Through hands-on learning, JA puts an emphasis on real life examples and activities such as investing and running a business. Using well-established curriculum and materials, the volunteers help prepare the students to develop successful financial management habits and empower them to explore the potential of becoming an entrepreneur.
This fall, JA plans to go into 23 classrooms. Included among those classrooms are fifth graders at Bingham Arts Academy, Wilson, Hinks, Sanborn, Besser and Ella White Elementary Schools. Ten programs also will be run at the Thunder Bay Junior High School and three at Alpena High School.
With the start of another year of JA programming in the local schools, the organizaton's board of directors encourages others in the business community to get involved. That involvement is two-fold: people interested in helping can sign up as volunteer to do the in-school presentations or they can donate funds necessary for keeping the program up and running.
"We are seeking individuals who want to volunteer and go into classrooms," Wallace said. "There may be some hesitancy to doing this, but we offer orientation and mentorship so that they have someone to call with questions."
The program runs for 5 to 6 weeks, with the volunteers in the classroom once a week. The materials include lessons plans so that they don't have to come up with what to teach on their own.
"The lesson plans are developed but there is room to be creative," Wallace said.
It costs approximately $9,000 per year to operate the program in Alpena area schools, with program kits for each classroom running at $400 each.
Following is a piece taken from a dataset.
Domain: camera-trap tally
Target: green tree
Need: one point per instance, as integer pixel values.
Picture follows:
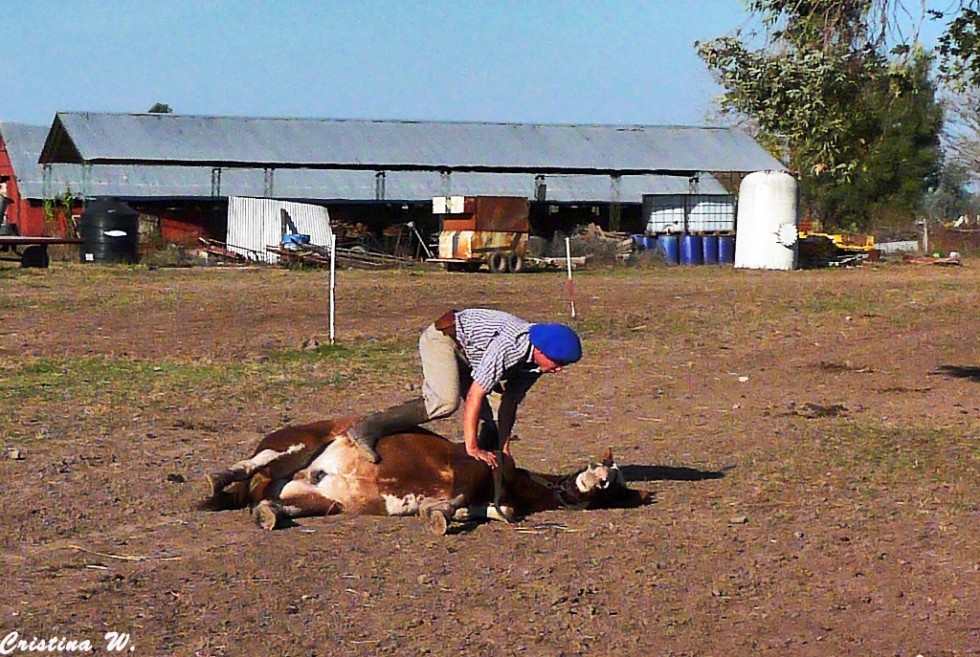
(859, 126)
According to Wallace, businesses and individuals in the area have always been generous and supported the effort.
The JA board recently mailed out fundraising letters in which Brian Winter, the current program chairman, shared that a roundtable survey of more than 300 AHS students showed that most students lack a sense of financial management, practical life skills, workforce plans for after graduation, and an accurate view of local employment, business and leadership opportunities. Winter encouraged area businesses to donate to the program in hopes of helping to reverse this trend.
Among those who have had a positive experience with volunteering for JA is attorney Daniel J. Florip, who several years ago taught a fifth grade class at Bingham Arts Academy, using creative activities that focused on banking and checking accounts. He was surprised one day to receive a phone call from a father of a boy in his class.
"I've got the usual checking and savings accounts, but I've never really paid much attention to them aside from depositing my paycheck and paying my bills," the father told Florip. "No one ever taught me how to properly manage my accounts. Last week I came home from work, and my son asked to see my checkbook. And I want to thank you. Because that night, for the first time in my life, someone taught me how to balance a checkbook and it was my 10-year-old son."
Florip believes that experience underscores the importance of the Junior Achievement program.
"We don't have to wait until the students grow up to see the positive effect that JA can have," Florip said. "In this case, the effect was pretty immediate."
Among those currently serving on the JA board of directors are Bernie Lamp, Michelle McEwen, Brian Winter, Dylan Wallace, Karen LaFleche, Jodi Ritthaler, Mike Schultz, Matt Waligora and John Short.